Ark v0.7.0 added the ability to delete backups by adding what is called an Ark "finalizer" to each backup. When you request the deletion of an object that has at least one finalizer, Kubernetes sets the object's "deletion timestamp" (indicating the object has been marked for deletion), but it does not immediately delete the object. Instead, Kubernetes only deletes the object when it no longer has any finalizers. This means that something (Ark, in this case) must process the backup and then remove the Ark finalizer from it.

Ark versions before v0.7.1 place the Ark server pod in the same namespace as backups, restores, schedules, and the Ark config. If you try to delete the namespace (kubectl delete namespace/heptio-ark), it's possible that the Ark server pod is deleted before the backups, because the order of deletions is arbitrary. If this happens, the remaining bacukps will be "stuck" deleting, because the Ark server pod no longer exists to remove their finalizers.

With v0.7.1, we strongly encourage you to run the Ark server pod in a different namespace than the one used for backups, schedules, restores, and the Ark config. This is the default configuration as of v0.7.1.

If you encounter this problem, here is how to fix it. First, make sure you have jq installed. Then run:

bash <(kubectl -n heptio-ark get backup -o json | jq -c -r $'.items[] | "kubectl -n heptio-ark patch backup/" + .metadata.name + " -p \'" + (({metadata: {finalizers: ( (.metadata.finalizers // []) - ["gc.ark.heptio.com"]), resourceVersion: .metadata.resourceVersion}}) | tostring) + "\' --type=merge"')
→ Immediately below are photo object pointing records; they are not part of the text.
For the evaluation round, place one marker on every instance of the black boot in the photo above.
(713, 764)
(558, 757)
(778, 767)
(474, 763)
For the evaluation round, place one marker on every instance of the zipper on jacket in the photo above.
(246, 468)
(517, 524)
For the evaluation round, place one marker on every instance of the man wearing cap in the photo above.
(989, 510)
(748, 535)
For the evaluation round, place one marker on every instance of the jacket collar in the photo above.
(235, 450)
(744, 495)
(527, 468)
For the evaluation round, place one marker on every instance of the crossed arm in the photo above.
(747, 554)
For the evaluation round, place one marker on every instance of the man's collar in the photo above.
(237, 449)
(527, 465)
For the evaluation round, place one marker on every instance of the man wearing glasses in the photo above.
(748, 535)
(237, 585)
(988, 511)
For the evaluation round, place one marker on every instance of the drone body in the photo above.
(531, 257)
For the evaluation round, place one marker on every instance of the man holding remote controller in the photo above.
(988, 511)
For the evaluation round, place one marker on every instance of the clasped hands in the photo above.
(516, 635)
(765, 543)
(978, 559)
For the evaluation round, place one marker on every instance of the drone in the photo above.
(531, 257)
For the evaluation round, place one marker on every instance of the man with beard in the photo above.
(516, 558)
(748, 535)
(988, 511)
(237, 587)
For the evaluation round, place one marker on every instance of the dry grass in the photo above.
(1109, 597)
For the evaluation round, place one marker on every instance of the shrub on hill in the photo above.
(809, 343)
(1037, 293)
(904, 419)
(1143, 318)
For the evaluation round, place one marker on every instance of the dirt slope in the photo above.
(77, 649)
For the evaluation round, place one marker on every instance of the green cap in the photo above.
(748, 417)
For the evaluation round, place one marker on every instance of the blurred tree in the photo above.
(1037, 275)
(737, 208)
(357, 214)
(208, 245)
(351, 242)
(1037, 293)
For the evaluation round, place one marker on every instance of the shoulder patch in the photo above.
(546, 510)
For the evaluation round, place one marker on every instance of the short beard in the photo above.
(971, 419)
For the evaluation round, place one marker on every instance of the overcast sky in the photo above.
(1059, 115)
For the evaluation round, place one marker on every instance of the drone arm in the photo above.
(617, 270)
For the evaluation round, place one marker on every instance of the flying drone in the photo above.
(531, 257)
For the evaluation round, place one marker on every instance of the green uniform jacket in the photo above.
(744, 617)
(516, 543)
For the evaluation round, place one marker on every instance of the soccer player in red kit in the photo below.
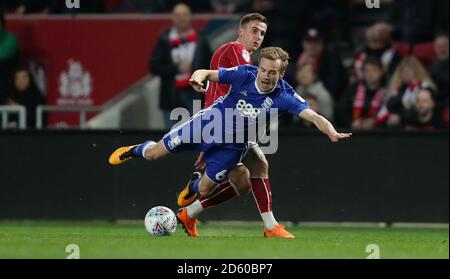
(252, 29)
This retrieves a list of backups and uses it to generate and run a list of commands that look like:

kubectl -n heptio-ark patch backup/my-backup -p '{"metadata":{"finalizers":[],"resourceVersion":"461343"}}' --type=merge
kubectl -n heptio-ark patch backup/some-other-backup -p '{"metadata":{"finalizers":[],"resourceVersion":"461718"}}' --type=merge

If you receive errors that patching backups is not allowed, it's possible that the Ark CustomResourceDefinitions (CRDs) were deleted. You'll need to recreate them (they're in examples/common/00-prereqs.yaml), then follow the steps above.